Plt. Wakil Jaksa Agung: KUHAP Baru Harus Sejalan dengan Hukum Syariah Aceh
Banda Aceh, Infoaceh.net – Pembaruan Kitab Undang-Undang Hukum Acara Pidana (KUHAP) tidak boleh mengabaikan realitas sosial dan budaya lokal, termasuk hukum syariah di Aceh dan kemajuan teknologi digital dalam sistem peradilan.
Hal tersebut disampaikan Pelaksana Tugas (Plt) Wakil Jaksa Agung RI, Prof Dr Asep N. Mulyana, saat menjadi pembicara kunci dalam Seminar Nasional di UIN Ar-Raniry Banda Aceh, Rabu (25/6/2025).

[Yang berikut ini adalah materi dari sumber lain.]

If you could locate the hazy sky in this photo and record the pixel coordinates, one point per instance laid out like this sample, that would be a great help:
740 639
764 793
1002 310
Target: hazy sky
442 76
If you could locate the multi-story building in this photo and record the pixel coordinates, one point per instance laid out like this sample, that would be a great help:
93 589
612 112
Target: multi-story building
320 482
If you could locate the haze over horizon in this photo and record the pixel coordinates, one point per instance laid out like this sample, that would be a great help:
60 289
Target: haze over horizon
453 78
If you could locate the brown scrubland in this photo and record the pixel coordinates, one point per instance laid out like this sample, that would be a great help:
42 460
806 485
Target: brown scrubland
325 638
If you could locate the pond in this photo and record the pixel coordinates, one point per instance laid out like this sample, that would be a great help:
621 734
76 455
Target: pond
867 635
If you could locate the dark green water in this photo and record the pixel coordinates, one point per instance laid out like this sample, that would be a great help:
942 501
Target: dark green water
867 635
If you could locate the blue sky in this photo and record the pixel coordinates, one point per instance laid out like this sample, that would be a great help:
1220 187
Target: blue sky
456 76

Seminar bertajuk “Pembaruan Hukum Acara Pidana dalam Kerangka Integrated Criminal Justice System dan Implikasinya terhadap Penegakan Hukum Syariah di Aceh” ini menghadirkan akademisi, praktisi hukum, dan tokoh-tokoh nasional.
Perubahan Paradigma Hukum Pidana
Dalam pidatonya, Asep menyampaikan bahwa pembaruan KUHAP harus mampu mendorong sistem peradilan pidana yang lebih adil, terintegrasi, dan responsif terhadap kebutuhan masyarakat.
“Sistem hukum pidana kita harus bergerak dari pendekatan penghukuman ke pemulihan. Alternatif seperti kerja sosial untuk pelanggaran ringan adalah salah satu bentuk keadilan yang lebih manusiawi,” ujarnya.
Ia menekankan bahwa KUHAP yang baru harus memuat prinsip keadilan substantif, bukan hanya prosedural, serta menjadikan teknologi sebagai bagian tak terpisahkan dari penegakan hukum di era digital.
Hukum Syariah Aceh Perlu Diakui dalam KUHAP Nasional
Menyoroti konteks Aceh, Asep menyatakan bahwa keberadaan hukum syariah harus mendapat tempat dalam sistem hukum nasional. Aceh, menurutnya, adalah contoh nyata bagaimana kearifan lokal bisa menjadi bagian dari konstitusionalisme Indonesia.
Hal ini diamini oleh Prof Dr Syahrizal Abbas, Ketua Prodi Doktor Fiqh Modern UIN Ar-Raniry. Ia menyebut KUHAP baru harus mengakui secara eksplisit sistem hukum pidana syariah yang telah dijalankan di Aceh berdasarkan Qanun No. 6 Tahun 2014 dan Qanun No. 7 Tahun 2013.
“Kepolisian syariah, PPNS, Kejaksaan Syariah, dan Mahkamah Syar’iyah harus dimasukkan sebagai bagian dari sistem peradilan pidana yang terintegrasi,” ujar Syahrizal.
Seminar juga mendorong pemerintah untuk mengakui keberadaan peradilan adat dalam penyelesaian perkara ringan, khususnya di Aceh.
Menurut para narasumber, pendekatan mediasi penal melalui sulh (perdamaian) dan afw (pemaafan) merupakan bentuk keadilan restoratif yang sesuai dengan nilai-nilai Islam dan budaya lokal.
Selain Prof. Asep, seminar ini juga menghadirkan tokoh-tokoh hukum nasional seperti Prof Dr Pujiyono Suwadi (Ketua Komisi Kejaksaan RI), Prof Dr Topo Santoso (Guru Besar Hukum Pidana UI), serta akademisi dari Universitas Syiah Kuala (USK) dan UIN Ar-Raniry.
Seminar ini menegaskan satu hal penting: pembaruan hukum tidak boleh menutup mata terhadap kenyataan sosial, nilai lokal, dan teknologi masa kini.
KUHAP yang baru diharapkan tidak hanya menjadi produk legalistik, tetapi juga cermin keadilan sosial yang hidup dalam masyarakat Indonesia yang beragam.